The whole “treat people how you’d like to be treated” is the wrong approach. Treat people how they want to be treated. Once you figure out who the players are and what their buttons are, it’s a real easy sell. Just start using them to coordinate whatever it is. We had to use the same caterer for a long time and their food was horrible, but they had a relationship with somebody. Nobody knew who the relationship was with, they just kept using them. Well, I went in and found out where the relationship was and found out that person no longer worked for the company. [I was] like: “You’re fired. We’re not using you after all.” Even if that person is still with the company, I guarantee they don’t know you’re only using that company because they’re your friends. They have no idea that’s what’s happening, in most cases, so get to the root of what’s [going on].
What’s some advice you have for young planners?
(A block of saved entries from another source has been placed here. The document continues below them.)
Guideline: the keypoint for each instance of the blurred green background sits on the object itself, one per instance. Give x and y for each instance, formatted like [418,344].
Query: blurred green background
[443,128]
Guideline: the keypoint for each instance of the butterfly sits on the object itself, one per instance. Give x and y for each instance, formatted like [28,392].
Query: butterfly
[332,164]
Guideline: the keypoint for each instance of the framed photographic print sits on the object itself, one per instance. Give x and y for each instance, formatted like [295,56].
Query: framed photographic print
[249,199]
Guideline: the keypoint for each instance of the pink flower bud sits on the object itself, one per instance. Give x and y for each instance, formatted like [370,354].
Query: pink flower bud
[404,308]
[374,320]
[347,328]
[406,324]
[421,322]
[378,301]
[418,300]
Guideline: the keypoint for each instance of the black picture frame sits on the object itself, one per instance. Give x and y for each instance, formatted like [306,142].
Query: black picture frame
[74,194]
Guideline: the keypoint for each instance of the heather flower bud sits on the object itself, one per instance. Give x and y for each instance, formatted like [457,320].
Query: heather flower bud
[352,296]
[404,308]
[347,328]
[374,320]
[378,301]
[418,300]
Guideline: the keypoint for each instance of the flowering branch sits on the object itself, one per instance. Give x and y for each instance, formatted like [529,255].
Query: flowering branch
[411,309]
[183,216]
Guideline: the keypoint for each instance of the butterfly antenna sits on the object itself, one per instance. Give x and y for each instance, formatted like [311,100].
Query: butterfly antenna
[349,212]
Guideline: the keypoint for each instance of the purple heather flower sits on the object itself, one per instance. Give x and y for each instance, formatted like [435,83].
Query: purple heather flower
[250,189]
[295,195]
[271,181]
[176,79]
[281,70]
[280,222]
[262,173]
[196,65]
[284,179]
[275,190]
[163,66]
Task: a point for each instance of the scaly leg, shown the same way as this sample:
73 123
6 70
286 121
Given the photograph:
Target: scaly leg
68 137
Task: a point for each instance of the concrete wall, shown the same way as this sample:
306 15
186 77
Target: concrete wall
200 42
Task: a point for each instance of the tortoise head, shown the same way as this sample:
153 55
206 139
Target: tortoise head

Do what you’re passionate about; what you like. I don’t do weddings, but if that’s what you want to do, go after it wholeheartedly and don’t do business meetings or something just because you think you should. Following your passion is key. The other thing is get out and network, whether it’s online or face to face, and get in front of people who can help you get contacts and do different things. Work hard and have fun, too. You have to enjoy what you do. I really try to tell people whatever your knowledge is pass it on. It’s not common in our industry to share and I think that’s why our #eventsprofs community is small, because people are not used to sharing.
I used to hear a lot, especially from independent planners, that they looked at each other as competition. But I feel as if that’s changing, perhaps due to social media. What do you think?
I think so, too. I think the MPIs of the world are great, but they’re not always affordable to people who are not necessarily planners — secretaries, administrative professionals — but who are asked to do this. The old days of the MiForum are gone. Those forums really kept us from promoting ourselves, and I think what social media does is allow you to promote yourself. People are just kind of going for it, but I think it’s a good thing; the community is a good thing. Social media has given event professionals a platform to step from behind the curtain and promote who we are and showcase the wonderful work we do. It has opened a dialog to allow us to support and educate each other on the latest trends. I think people who are making connections appreciate the collaborative nature of social media much more than [they] fear competition.